Aggregation via RSS files is cool, but sometimes you just need a good-old fashioned screen scraping to get the data you want out of a particular web site. This usually means hauling out your favorite computer language and hurting yourself with regular expressions until your brain bleeds black ink.
Enter an interesting little open source tool, appropriately named “screen-scraper and screen-scraper.com.”
screen-scraper is a tool used to extract data from web sites, and consists of two main parts. The first is a proxy server that can be run locally in order to view in plain text the contents of web pages. The second is an engine that can be easily configured (by geeks) to extract information from web sites, handling such tasks as authentication to a site, following redirects, and automatic handling of cookies.
screen-scraper also has the ability to be run as a server, which allows for it to be invoked from external applications written in a variety of languages. The current suppported languages are Java, PHP, and any COM-friendly language such as Visual Basic or ASP.

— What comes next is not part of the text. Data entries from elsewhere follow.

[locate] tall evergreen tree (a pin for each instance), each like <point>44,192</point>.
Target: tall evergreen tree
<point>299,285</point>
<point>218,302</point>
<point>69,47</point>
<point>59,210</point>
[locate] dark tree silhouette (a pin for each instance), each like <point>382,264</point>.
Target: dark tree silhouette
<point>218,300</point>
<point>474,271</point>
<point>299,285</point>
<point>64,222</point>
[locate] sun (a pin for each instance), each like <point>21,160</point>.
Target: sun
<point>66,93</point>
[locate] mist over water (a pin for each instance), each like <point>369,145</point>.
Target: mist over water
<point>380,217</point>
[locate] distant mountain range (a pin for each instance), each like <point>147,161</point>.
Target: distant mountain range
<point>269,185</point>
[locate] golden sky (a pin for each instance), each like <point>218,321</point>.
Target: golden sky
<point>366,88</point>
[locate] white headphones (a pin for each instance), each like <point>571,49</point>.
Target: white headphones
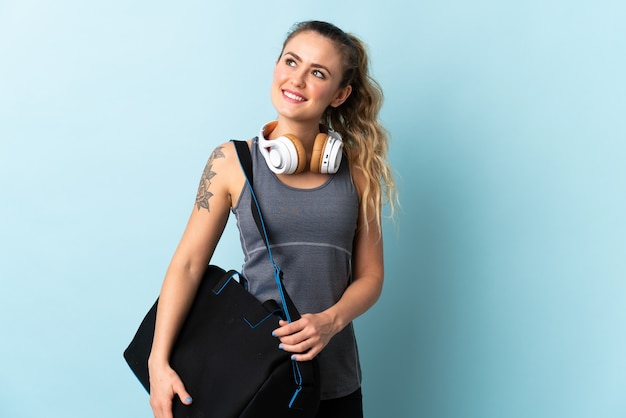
<point>286,154</point>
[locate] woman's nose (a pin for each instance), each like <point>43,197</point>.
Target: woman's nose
<point>297,80</point>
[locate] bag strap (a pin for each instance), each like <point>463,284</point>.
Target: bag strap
<point>243,152</point>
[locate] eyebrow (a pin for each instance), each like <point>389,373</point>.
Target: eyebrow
<point>297,58</point>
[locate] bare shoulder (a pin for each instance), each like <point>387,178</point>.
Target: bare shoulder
<point>221,179</point>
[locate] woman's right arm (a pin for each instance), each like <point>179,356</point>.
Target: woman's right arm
<point>221,177</point>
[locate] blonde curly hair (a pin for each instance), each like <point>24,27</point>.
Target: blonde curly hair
<point>356,120</point>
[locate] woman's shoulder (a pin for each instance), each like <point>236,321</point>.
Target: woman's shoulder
<point>224,169</point>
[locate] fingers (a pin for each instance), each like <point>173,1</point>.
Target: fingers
<point>162,392</point>
<point>305,337</point>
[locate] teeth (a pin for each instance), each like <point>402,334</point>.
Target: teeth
<point>293,96</point>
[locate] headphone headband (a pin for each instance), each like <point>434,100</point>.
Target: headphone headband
<point>286,154</point>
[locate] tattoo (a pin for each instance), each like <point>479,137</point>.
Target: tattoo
<point>203,196</point>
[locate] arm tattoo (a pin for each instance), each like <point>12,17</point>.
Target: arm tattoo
<point>203,196</point>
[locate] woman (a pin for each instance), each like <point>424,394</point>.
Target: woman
<point>325,227</point>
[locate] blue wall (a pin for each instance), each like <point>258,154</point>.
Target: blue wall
<point>505,272</point>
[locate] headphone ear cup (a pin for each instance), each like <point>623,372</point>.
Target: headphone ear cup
<point>327,152</point>
<point>300,157</point>
<point>318,151</point>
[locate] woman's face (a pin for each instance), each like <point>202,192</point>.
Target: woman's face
<point>306,78</point>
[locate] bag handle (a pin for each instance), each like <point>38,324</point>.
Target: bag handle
<point>243,152</point>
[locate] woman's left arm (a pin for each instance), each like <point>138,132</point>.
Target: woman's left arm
<point>307,336</point>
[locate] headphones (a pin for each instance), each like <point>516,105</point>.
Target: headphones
<point>286,154</point>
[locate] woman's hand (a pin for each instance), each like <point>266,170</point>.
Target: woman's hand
<point>164,385</point>
<point>307,336</point>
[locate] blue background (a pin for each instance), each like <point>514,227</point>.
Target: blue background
<point>505,289</point>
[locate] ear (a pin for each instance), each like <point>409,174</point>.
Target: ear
<point>341,96</point>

Huh? What? Yo, Dean, I thought you were going to do a site review?! Yeah, me too. But work-work is busy … so is a redesign for a friend’s site. More on the later … uh later.

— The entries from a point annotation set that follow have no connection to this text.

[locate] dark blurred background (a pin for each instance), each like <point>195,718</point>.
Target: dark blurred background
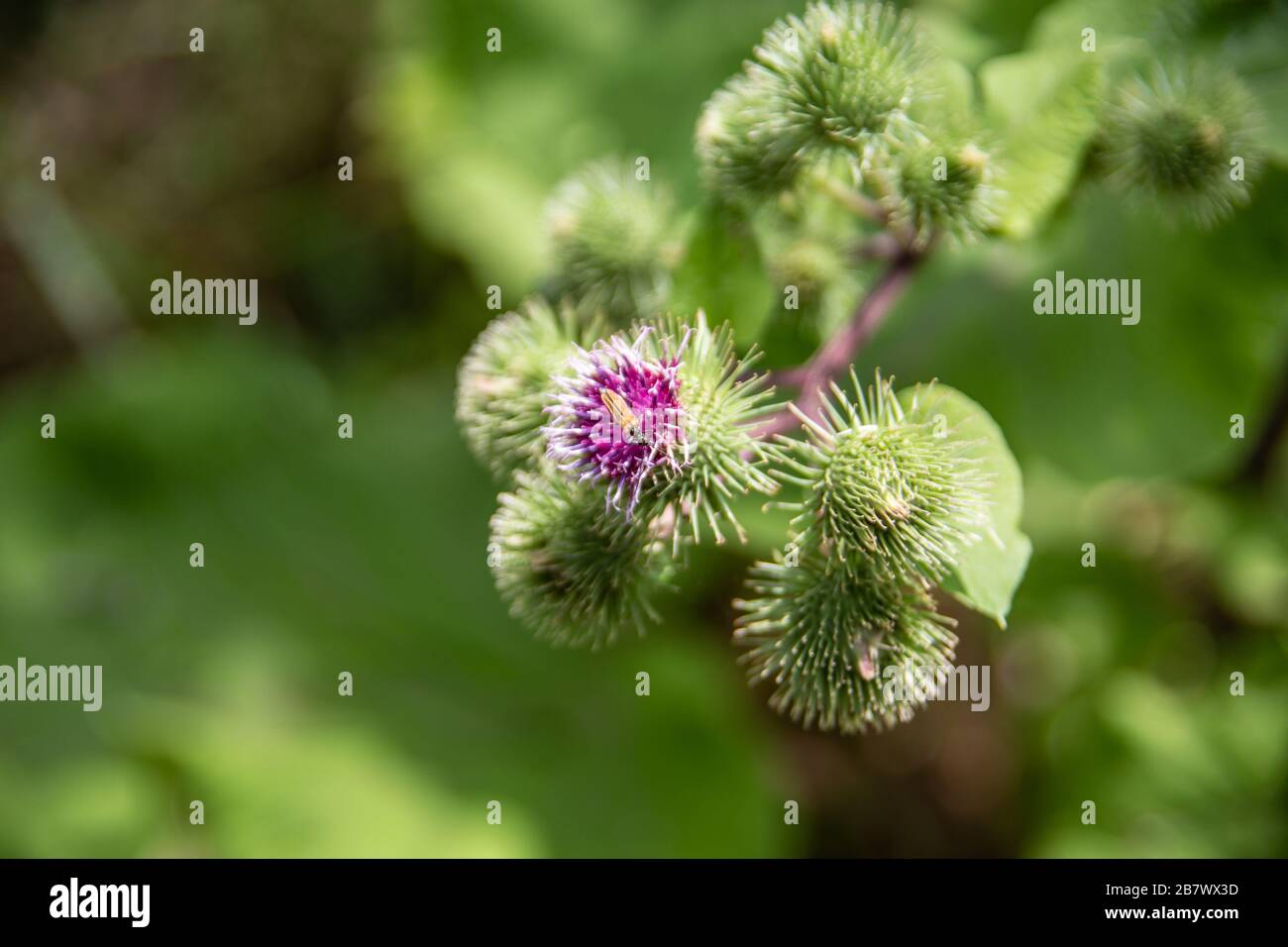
<point>369,556</point>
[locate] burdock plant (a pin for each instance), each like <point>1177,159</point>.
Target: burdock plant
<point>632,425</point>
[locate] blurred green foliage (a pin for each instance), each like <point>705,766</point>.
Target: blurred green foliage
<point>369,556</point>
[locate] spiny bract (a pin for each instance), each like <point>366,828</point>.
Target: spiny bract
<point>505,384</point>
<point>881,487</point>
<point>568,571</point>
<point>610,231</point>
<point>1185,141</point>
<point>840,641</point>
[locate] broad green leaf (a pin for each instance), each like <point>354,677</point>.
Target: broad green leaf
<point>988,573</point>
<point>722,273</point>
<point>1042,105</point>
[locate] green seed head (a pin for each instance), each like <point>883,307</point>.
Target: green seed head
<point>571,571</point>
<point>885,489</point>
<point>831,635</point>
<point>505,384</point>
<point>1185,141</point>
<point>610,232</point>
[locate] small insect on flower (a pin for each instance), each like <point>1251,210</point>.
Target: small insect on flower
<point>618,415</point>
<point>622,416</point>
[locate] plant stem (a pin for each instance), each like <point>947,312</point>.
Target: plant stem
<point>836,355</point>
<point>1256,470</point>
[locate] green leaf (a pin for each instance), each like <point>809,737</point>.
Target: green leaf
<point>722,273</point>
<point>1043,106</point>
<point>988,573</point>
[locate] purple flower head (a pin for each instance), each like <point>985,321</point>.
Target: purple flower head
<point>617,416</point>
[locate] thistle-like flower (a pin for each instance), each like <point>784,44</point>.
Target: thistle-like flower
<point>610,235</point>
<point>618,416</point>
<point>1186,141</point>
<point>844,643</point>
<point>665,420</point>
<point>721,401</point>
<point>571,574</point>
<point>881,487</point>
<point>505,381</point>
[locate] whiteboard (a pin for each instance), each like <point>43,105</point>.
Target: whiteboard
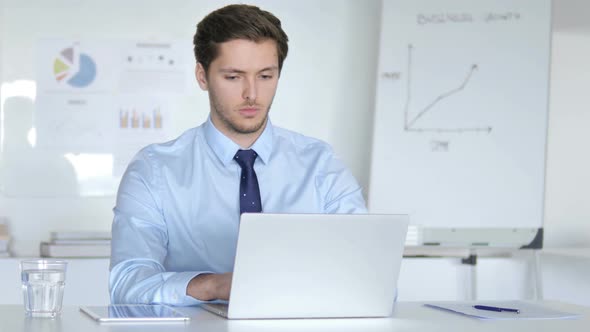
<point>461,113</point>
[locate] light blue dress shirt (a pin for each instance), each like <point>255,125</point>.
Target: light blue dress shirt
<point>177,209</point>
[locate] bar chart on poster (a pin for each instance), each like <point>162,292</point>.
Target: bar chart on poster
<point>461,119</point>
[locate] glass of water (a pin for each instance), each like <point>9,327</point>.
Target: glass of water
<point>43,286</point>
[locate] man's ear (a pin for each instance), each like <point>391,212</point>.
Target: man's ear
<point>201,76</point>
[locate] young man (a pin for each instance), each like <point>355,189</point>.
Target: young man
<point>178,206</point>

Here is the bottom line. You can use “screen-scraper to pick off information pages that interest you. Moreover, you can use patterns instead of hard-coded data. Meaning, you can identify a tag or some other element who’s text changes daily, but who’s format is generally the same. For example <div class=”datetitle”>16-Jul-2003</div> can be approached found not by looking for 16-jul-2003, but by looking for 2 digits, a dash, three characters, another dash, four more characters, all between a division named datetitle.
Then if you want, you can take the parsed information and shove it into an RSS file for easy aggregation.
Those of you who are married should have your wives complain to my better-half directly for bringing this cool tool to your attention just before the weekend. Let me know if you come up with anything fun and interesting.